The US dollar has broken down during most of the trading session on Friday against the Japanese yen to reach towards the ¥105 level. At this point in time, the market has bounced, and it suggests that we are going to see a bit of support at the ¥105 level. However, even though the candlestick shape is somewhat supportive, you should keep in mind that we have only bounced about 35 pips. That is not a huge move, and this market looks as if it is likely to continue grinding lower overall.

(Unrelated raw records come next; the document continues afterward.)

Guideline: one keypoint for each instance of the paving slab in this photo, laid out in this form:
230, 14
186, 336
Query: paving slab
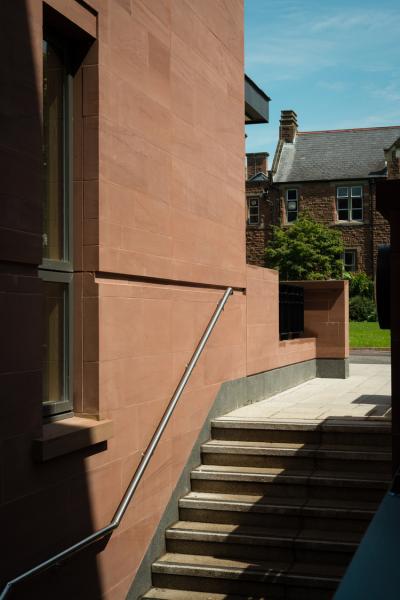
365, 393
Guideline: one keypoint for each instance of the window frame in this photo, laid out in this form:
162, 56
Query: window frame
350, 208
61, 271
353, 251
287, 200
249, 208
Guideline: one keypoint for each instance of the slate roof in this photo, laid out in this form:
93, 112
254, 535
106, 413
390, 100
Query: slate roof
258, 177
338, 154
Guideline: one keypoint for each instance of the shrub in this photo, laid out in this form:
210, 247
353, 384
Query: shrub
361, 285
362, 308
305, 250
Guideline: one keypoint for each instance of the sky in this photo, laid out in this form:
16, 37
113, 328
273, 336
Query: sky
336, 64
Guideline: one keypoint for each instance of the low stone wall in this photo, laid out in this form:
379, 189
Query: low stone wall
325, 320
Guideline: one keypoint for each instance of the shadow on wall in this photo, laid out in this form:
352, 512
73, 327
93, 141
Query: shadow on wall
44, 506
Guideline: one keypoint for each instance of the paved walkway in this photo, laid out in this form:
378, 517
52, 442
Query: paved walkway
366, 393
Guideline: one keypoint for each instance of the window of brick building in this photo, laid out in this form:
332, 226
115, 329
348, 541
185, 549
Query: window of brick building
349, 203
56, 268
292, 205
253, 211
349, 258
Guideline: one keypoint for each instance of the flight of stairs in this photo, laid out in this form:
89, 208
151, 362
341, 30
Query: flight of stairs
276, 510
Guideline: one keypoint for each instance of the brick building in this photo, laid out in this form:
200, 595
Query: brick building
330, 174
119, 234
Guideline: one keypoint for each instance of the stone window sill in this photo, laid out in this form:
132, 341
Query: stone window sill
68, 435
350, 223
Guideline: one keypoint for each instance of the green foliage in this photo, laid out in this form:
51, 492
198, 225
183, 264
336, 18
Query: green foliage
361, 285
305, 250
362, 308
368, 335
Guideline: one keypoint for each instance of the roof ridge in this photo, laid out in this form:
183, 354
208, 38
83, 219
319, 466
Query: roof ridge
354, 129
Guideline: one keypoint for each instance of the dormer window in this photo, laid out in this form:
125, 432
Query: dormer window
349, 203
292, 205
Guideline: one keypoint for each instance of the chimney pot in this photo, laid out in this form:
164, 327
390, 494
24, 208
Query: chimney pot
288, 126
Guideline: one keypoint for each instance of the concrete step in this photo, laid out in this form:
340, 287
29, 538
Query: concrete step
251, 579
165, 594
263, 454
276, 513
274, 482
342, 432
256, 543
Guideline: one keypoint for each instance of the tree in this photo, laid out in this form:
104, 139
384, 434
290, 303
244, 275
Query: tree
305, 250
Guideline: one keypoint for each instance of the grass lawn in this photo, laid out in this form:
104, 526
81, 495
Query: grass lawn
368, 335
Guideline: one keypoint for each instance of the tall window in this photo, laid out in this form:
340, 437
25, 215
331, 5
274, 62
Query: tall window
292, 206
56, 268
254, 211
349, 260
349, 203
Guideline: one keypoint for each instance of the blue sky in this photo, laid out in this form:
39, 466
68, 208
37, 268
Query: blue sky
337, 64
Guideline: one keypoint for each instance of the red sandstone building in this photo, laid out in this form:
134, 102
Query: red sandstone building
122, 224
330, 174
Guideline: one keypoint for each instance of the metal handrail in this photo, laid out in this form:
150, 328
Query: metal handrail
108, 529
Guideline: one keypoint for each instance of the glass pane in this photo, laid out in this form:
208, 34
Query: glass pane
55, 297
342, 192
54, 76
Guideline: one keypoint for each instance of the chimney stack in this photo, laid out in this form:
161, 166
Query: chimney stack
257, 162
288, 126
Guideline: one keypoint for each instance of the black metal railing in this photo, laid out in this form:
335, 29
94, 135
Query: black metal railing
291, 311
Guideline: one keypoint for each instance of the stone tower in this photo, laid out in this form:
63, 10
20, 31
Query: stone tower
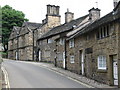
115, 2
52, 17
69, 16
94, 14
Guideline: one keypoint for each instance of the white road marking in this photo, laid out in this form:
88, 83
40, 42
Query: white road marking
44, 66
7, 84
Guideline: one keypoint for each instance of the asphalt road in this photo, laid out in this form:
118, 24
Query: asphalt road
27, 75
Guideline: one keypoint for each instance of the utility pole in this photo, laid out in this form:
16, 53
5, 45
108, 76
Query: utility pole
33, 45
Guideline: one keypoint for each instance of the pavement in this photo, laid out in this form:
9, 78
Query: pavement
75, 77
33, 75
84, 80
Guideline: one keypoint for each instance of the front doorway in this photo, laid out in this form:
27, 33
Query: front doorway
115, 71
39, 55
63, 59
16, 55
82, 62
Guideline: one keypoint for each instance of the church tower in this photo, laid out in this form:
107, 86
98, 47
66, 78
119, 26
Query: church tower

Looking at the chart, the market has shown itself to fade rallies as they come, and I think that might end up being the way this market moves next as well. Ultimately, this is a market that I think will have a lot of volatility in it, and you should also keep in mind that it is highly sensitive to risk appetite. Risk appetite is something that is all over the place, and I think there is probably more risk to the downside as far as risk appetite is concerned than anything else. If that is the case, then it is very difficult to imagine a scenario where this pair rallies significantly.
Looking at this chart, I also see that the 50 day EMA is granting lower and has been reliable resistance lately. There also seems to be a lot of resistance between that indicator and the 200 day EMA. In other words, I do not have a scenario right now where am looking to buy this pair. This does not mean that it is impossible for me to buy this pair just that I do not have any desire to do so at this juncture.
I believe that the US dollar, in general, is trying to strengthen, but the Japanese yen is a bit of an outlier. This might be the one place with the US dollar fails to grab any traction, considering that the Japanese yen is considered to be the “ultimate safety currency.” I would not be surprised at all to see this market reach towards the lows we just made sometime this week.